Radiance batch files on Amazon Web Services

Hello everyone.

I got inspired by @RaniaLabib awesome post on cloud computing for glare analysis:

[Create multiple batch files so I can run them parallel on a 128-processor server]

I am starting to experiment with cloud servers through AWS EC2, and am trying to run a few batch files I made through honeybee’s Fly component for some grid based simulations. I used a real simple setup on AWS with a Windows 2016 Server, installed Radiance, but couldn’t run any of the batch files (Windows cmd would come up and crash). Since I know nothing about cloud computing, does anybody have some advice on how to run radiance through this type of server?

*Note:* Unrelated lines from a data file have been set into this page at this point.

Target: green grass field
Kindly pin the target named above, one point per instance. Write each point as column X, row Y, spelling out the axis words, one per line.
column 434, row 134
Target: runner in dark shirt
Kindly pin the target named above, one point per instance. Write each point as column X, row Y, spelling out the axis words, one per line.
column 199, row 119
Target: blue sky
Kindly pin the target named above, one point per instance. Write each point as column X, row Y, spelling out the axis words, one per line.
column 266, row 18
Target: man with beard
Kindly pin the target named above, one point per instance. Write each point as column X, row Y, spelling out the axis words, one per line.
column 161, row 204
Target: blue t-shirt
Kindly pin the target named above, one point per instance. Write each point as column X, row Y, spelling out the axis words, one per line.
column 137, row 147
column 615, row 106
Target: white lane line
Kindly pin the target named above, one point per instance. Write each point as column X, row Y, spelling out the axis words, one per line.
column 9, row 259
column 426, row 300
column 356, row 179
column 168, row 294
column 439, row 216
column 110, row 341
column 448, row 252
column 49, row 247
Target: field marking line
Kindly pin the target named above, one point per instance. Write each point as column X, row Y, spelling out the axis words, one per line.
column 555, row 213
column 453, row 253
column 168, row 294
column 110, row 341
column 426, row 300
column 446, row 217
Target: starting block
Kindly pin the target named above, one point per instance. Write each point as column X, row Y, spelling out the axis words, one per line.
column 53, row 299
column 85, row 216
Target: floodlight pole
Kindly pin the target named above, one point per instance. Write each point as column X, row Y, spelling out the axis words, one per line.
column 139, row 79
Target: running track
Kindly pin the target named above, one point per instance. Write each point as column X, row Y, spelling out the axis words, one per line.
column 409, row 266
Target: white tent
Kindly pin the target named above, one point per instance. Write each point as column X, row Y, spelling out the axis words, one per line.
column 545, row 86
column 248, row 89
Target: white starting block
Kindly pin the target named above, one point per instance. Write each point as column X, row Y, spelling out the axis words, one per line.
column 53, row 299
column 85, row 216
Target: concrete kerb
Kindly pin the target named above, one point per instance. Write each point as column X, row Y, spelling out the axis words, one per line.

On a different note, is there anyway to generate batch files without closing the cmd Windows on Honeybee ou Honeybee [+]?



Hi Vinicius,

Did you also install Daysim on the server as well?
Also, if you create a combined file that has the path to multiple batch files, you have to copy those batch files in the same path on your server. My combined batch file looked something like this:

Start C:\ABSN\1\annualSimulation\1_InitDS.bat
Start C:\ABSN\10\annualSimulation\10_InitDS.bat
Start C:\ABSN\100\annualSimulation\100_InitDS.bat
Start C:\ABSN\11\annualSimulation\11_InitDS.bat
Start C:\ABSN\12\annualSimulation\12_InitDS.bat
Start C:\ABSN\13\annualSimulation\13_InitDS.bat
Start C:\ABSN\14\annualSimulation\14_InitDS.bat

I copied the entire ABSN folder onto the server (under C), made sure Radiance and Daysim are installed, then ran the combined batch file by double-clicking on it.

Hope this helps!

Yes. Only set _write input to True and leave run_ to False.

Also see this repository which will automate what you’re trying to do in the near future. Basically what you need to do it to deploy the docker image to your sever and you’re good to go!

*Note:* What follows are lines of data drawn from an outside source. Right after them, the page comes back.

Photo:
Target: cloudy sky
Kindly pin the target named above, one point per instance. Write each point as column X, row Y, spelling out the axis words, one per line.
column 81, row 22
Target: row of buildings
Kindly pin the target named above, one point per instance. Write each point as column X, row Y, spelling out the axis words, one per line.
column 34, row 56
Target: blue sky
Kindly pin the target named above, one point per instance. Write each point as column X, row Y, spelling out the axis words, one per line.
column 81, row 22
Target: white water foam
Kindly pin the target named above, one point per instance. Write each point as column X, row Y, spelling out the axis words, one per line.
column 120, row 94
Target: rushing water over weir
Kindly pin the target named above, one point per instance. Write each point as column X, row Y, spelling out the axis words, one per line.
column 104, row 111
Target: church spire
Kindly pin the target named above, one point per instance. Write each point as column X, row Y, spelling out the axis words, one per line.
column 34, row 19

@RaniaLabib Thank you for your help! I tried installing Daysim on the server, but I am still getting a rtrace.exe - Application Error: “The application was unable to start correctly (0xc000007b)”. I’m gonna try to run a few more tests.

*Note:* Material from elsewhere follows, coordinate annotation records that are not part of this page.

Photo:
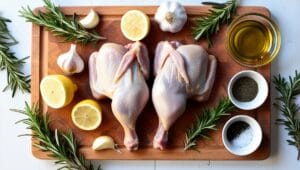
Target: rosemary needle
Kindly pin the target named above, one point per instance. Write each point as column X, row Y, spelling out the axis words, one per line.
column 16, row 80
column 288, row 91
column 60, row 146
column 56, row 22
column 209, row 24
column 207, row 121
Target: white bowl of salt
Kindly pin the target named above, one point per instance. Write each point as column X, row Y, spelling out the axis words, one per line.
column 242, row 135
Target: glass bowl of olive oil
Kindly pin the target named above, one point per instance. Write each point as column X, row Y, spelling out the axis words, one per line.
column 253, row 40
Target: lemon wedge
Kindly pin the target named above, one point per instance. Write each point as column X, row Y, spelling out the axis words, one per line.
column 104, row 142
column 57, row 90
column 135, row 25
column 86, row 115
column 91, row 20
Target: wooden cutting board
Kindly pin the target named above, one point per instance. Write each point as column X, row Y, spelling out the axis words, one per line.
column 46, row 48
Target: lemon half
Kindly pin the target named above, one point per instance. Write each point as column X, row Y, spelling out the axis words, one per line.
column 86, row 115
column 135, row 25
column 57, row 90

@mostapha Thanks! I’ll look into the files for sure. I was wondering last night if Honeybee/Ladybug has any limitations if ran through a cloud server. Do you think it would work? It might not be the most cost eficiente solution, but it would fit really well into my workflow.


Hi Vinicius,

I have succesfuly run the task you are wanting to do on Azure Batch Services. I am sure you can do the exact same thing using AWS Batch. The workflow (a bit clunky and hacky) was the following:

  1. Generate all of my files locally (using write only)
  2. Send files to azure blob (so S3 bucket for AWS right?)
  3. Queue tasks to run on pool of computers with a docker container that has all dependencies installed
  4. run all tasks and download outputs.

To run the task on the AWS nodes I created a docker image with radiance + python installed (so that I could test locally). If you’re not sure what I’m talking about this is essentially a mini virtual machine that you could run on your aws machine. Here’s a link to the docker image (it’s super hacky and only works for gridbased annual daylight) that might inspire you to either build your own: https://hub.docker.com/r/antoinedao/radhoneywhale/

As a quick idea of what can be achieved: I ran 1500 different options for a room using super high spec radiance parameters for grid based annual simulation in 4 hours for roughly ~$50.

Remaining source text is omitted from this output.